The asylum is on top of a hill. There are no trees. The windows are busted out, the façade covered with graffiti. The crowd stares up, scared because such places are scary. They wait.
Suddenly, music booms out over hidden speakers. It sounds like a swelling bee-sting (up and up rises the wound), like smoke climbing out of its fire, like a spirit out of its body, like fumbling with eyes closed into a meadow through a great wooden door.
That’s what this music sounds like—
Now cotes of doves fly all at once out of the broken windows, whole broods, cadres, families, tribes, pods, nations of doves—climbing into the air (up and up rises the wound), up and up and up, more of them than you anticipate, had you anticipated them at all, until the night sky grows even blacker,
and it’s impossible to see who set them loose, as it’s impossible to see who trapped them there.
Now that, the poet tells me, leaning close over the dinner table, her eyes glittery from the wine, is good.
/
Of Emily Dickinson, Susan Howe said, “Already worrying about the metaphysical puzzle of time, she knew by instinct what most of us take years to learn…”
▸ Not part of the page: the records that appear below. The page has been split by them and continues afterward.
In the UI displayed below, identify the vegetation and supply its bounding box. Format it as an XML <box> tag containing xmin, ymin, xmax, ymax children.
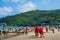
<box><xmin>0</xmin><ymin>9</ymin><xmax>60</xmax><ymax>26</ymax></box>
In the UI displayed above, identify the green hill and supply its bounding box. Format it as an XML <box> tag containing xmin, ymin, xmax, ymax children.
<box><xmin>0</xmin><ymin>9</ymin><xmax>60</xmax><ymax>26</ymax></box>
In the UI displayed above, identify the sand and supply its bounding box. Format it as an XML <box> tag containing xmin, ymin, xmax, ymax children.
<box><xmin>4</xmin><ymin>30</ymin><xmax>60</xmax><ymax>40</ymax></box>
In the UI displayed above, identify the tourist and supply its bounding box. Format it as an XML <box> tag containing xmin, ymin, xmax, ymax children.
<box><xmin>39</xmin><ymin>26</ymin><xmax>43</xmax><ymax>38</ymax></box>
<box><xmin>26</xmin><ymin>27</ymin><xmax>28</xmax><ymax>35</ymax></box>
<box><xmin>46</xmin><ymin>27</ymin><xmax>48</xmax><ymax>32</ymax></box>
<box><xmin>52</xmin><ymin>27</ymin><xmax>55</xmax><ymax>33</ymax></box>
<box><xmin>35</xmin><ymin>26</ymin><xmax>39</xmax><ymax>37</ymax></box>
<box><xmin>0</xmin><ymin>30</ymin><xmax>2</xmax><ymax>35</ymax></box>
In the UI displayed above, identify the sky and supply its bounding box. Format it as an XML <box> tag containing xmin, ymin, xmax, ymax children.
<box><xmin>0</xmin><ymin>0</ymin><xmax>60</xmax><ymax>18</ymax></box>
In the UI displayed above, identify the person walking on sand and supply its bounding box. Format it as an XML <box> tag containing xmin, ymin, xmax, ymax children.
<box><xmin>35</xmin><ymin>26</ymin><xmax>39</xmax><ymax>37</ymax></box>
<box><xmin>39</xmin><ymin>25</ymin><xmax>43</xmax><ymax>38</ymax></box>
<box><xmin>52</xmin><ymin>27</ymin><xmax>55</xmax><ymax>33</ymax></box>
<box><xmin>46</xmin><ymin>27</ymin><xmax>48</xmax><ymax>32</ymax></box>
<box><xmin>26</xmin><ymin>27</ymin><xmax>28</xmax><ymax>35</ymax></box>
Howe Sisters, if I were you, I’d be diminutive, white-haired, brilliant almost beyond reason, curved from age but still chasing after small children, my passion for Emily Dickinson relegated to an alcove in my little back room covered over with washable markers and coloring books, beneath which also lays a slim volume of poems and sermons by _______ who founded a sect of Quietude and Passivity back in 1693 on the banks of This Is My Body and I Gave It Up For You.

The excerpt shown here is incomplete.